Statutory rape, under N.C.G.S. § 14-27.7A is a strict liability
crime.
State v. Sines, 158 N.C. App. 79, 84, 579 S.E.2d 895, 899,
cert. denied, 357 N.C. 468, 587 S.E.2d 69 (2003). "Criminal
mens
rea is not an element of statutory rape."
State v. Ainsworth, 109
N.C. App. 136, 145, 426 S.E.2d 410, 416 (1993) (citing
State v.
Rose, 312 N.C. 441, 445, 323 S.E.2d 339, 342 (1984)). In
State v.
Anthony, 133 N.C. App. 573, 516 S.E.2d 195 (1999),
aff'd, 351 N.C.
611, 528 S.E.2d 321 (2000), our Court held that mistake of fact is
no defense to statutory rape.
Id. at 579, 516 S.E.2d at 199.
"[I]t is clear the manifest intent of the legislature was for §
14-27.7A to protect children in the three full years following age
twelve."
State v. Roberts, 166 N.C. App. 649, 652, 603 S.E.2d 373,
375 (2004),
disc. review denied, 359 N.C. 325, 611 S.E.2d 843
(2005).
Moreover, we do not agree with defendant's contention that
Lawrence has "altered the legal landscape" regarding theavailability of a mistake of fact defense to statutory rape. In
Lawrence, the United States Supreme Court declared unconstitutional
a Texas law banning homosexual sodomy and recognized that private,
consensual sexual activity between adults is constitutionally
protected conduct under the due process clause of the Fourteenth
Amendment.
Lawrence, 539 U.S. at 578-79, 156 L. Ed. 2d at 525-26.

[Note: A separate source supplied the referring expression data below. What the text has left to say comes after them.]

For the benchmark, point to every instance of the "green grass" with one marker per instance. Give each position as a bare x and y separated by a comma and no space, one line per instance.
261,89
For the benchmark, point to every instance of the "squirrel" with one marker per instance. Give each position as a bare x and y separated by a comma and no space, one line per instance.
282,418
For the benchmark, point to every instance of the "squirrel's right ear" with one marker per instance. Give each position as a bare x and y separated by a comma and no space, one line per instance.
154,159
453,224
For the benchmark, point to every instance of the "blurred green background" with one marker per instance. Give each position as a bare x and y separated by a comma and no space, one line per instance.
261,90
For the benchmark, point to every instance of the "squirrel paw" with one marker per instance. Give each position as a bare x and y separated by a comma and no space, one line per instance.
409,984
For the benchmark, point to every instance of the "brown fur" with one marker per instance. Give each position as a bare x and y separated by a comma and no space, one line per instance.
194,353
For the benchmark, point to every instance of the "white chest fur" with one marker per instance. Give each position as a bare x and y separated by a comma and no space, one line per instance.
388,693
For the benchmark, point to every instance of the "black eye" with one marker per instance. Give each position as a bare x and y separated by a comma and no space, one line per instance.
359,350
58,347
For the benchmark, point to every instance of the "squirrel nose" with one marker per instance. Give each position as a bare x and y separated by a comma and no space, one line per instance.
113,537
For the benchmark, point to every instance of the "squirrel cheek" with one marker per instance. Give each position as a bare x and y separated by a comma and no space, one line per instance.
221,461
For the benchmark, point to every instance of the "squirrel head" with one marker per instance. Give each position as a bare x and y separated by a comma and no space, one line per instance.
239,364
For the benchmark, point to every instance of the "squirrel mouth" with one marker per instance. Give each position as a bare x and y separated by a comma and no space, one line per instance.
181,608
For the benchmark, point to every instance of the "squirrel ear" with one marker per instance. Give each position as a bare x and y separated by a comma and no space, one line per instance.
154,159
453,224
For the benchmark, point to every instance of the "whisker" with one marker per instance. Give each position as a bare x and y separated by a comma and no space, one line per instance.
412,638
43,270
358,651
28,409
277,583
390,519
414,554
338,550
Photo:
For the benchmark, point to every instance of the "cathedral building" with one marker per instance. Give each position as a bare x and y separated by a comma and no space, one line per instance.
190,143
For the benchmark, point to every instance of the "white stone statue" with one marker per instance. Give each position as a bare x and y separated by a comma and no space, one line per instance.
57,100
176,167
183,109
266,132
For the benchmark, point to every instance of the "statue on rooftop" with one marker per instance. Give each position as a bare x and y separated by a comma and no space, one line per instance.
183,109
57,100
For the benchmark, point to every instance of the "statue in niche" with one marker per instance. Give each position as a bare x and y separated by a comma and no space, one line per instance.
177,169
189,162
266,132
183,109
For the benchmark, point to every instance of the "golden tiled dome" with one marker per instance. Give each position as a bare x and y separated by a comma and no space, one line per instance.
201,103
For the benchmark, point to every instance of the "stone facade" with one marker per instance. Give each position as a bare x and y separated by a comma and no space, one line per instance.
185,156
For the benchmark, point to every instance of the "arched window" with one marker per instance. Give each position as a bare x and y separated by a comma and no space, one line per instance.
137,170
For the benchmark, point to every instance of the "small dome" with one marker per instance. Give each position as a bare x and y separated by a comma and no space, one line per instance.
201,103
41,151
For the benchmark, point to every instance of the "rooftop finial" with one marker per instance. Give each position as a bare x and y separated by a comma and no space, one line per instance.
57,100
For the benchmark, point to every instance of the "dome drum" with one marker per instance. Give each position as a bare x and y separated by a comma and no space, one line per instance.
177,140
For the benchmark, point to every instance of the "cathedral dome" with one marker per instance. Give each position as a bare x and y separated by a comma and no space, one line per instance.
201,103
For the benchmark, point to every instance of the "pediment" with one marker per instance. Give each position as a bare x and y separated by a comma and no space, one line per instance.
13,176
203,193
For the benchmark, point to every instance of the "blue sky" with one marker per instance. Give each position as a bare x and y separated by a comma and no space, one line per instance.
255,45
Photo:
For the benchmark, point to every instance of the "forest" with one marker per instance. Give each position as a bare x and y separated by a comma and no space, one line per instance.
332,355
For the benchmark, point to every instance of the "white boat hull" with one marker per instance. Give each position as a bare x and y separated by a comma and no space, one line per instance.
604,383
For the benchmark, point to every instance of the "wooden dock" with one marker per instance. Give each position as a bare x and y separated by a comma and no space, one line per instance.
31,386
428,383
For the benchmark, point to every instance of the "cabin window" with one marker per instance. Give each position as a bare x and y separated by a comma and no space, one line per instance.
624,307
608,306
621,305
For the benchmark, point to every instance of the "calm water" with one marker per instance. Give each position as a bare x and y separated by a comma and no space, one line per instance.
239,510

However, the Supreme Court
specifically limited its holding as
follows:
The present case does not involve minors. It
does not involve persons who might be injured
or coerced or who are situated in
relationships where consent might not easily
be refused. It does not involve public
conduct or prostitution. It does not involve
whether the government must give formal
recognition to any relationship that
homosexual persons seek to enter. The case
does involve two adults who, with full and
mutual consent from each other, engaged in
sexual practices common to a homosexual
lifestyle.
Id. at 578, 156 L. Ed. 2d at 525.
Our Court has consistently refused to apply
Lawrence to
prosecutions for sexual crimes involving minors
. In
State v.
Whiteley, 172 N.C. App. 772, 616 S.E.2d 576 (2005), our Court
stated that in light of the
Lawrence Court's express exclusion of
minors from its holding, "state regulation of sexual conduct
involving minors . . . falls outside the boundaries of the liberty
interest protecting personal relations and is therefore
constitutionally permissible."
Id. at 777, 616 S.E.2d at 580.
Therefore, out Court concluded that our State's regulation of
sexual conduct involving minors remains constitutional after
Lawrence.
Id. at 777, 616 S.E.2d at 580.
In
State v. Oakley, 167 N.C. App. 318, 605 S.E.2d 215 (2004),
disc. review denied, 359 N.C. 285, 610 S.E.2d 386 (2005), the
defendant was convicted of two counts of sexual activity by a
substitute parent.
Id. at 319, 605 S.E.2d at 217. At trial, the
State introduced, over the defendant's objection, fifteen
photographs of men taken from the defendant's home.
Id. at 320,
605 S.E.2d at 217. The defendant argued that, in light of
Lawrence, the photographs which showed the defendant to be
homosexual were grossly prejudicial.
Id. at 321, 605 S.E.2d at
218. Our Court rejected this argument, holding that "Lawrence's
recognition of autonomy and personal choice within consensual adult
relationships does not offer constitutional protection to evidence
presented in a charge of criminally prohibited activity with
minors, as in the case
sub judice."
Id. at 322, 605 S.E.2d at 218.
In
State v. Clark, 161 N.C. App. 316, 588 S.E.2d 66 (2003),
disc. review denied, 358 N.C. 157, 593 S.E.2d 81 (2004), the
defendant was convicted of statutory rape.
Id. at 317, 588 S.E.2d
at 66. Relying upon
Lawrence, the defendant argued that N.C.G.S.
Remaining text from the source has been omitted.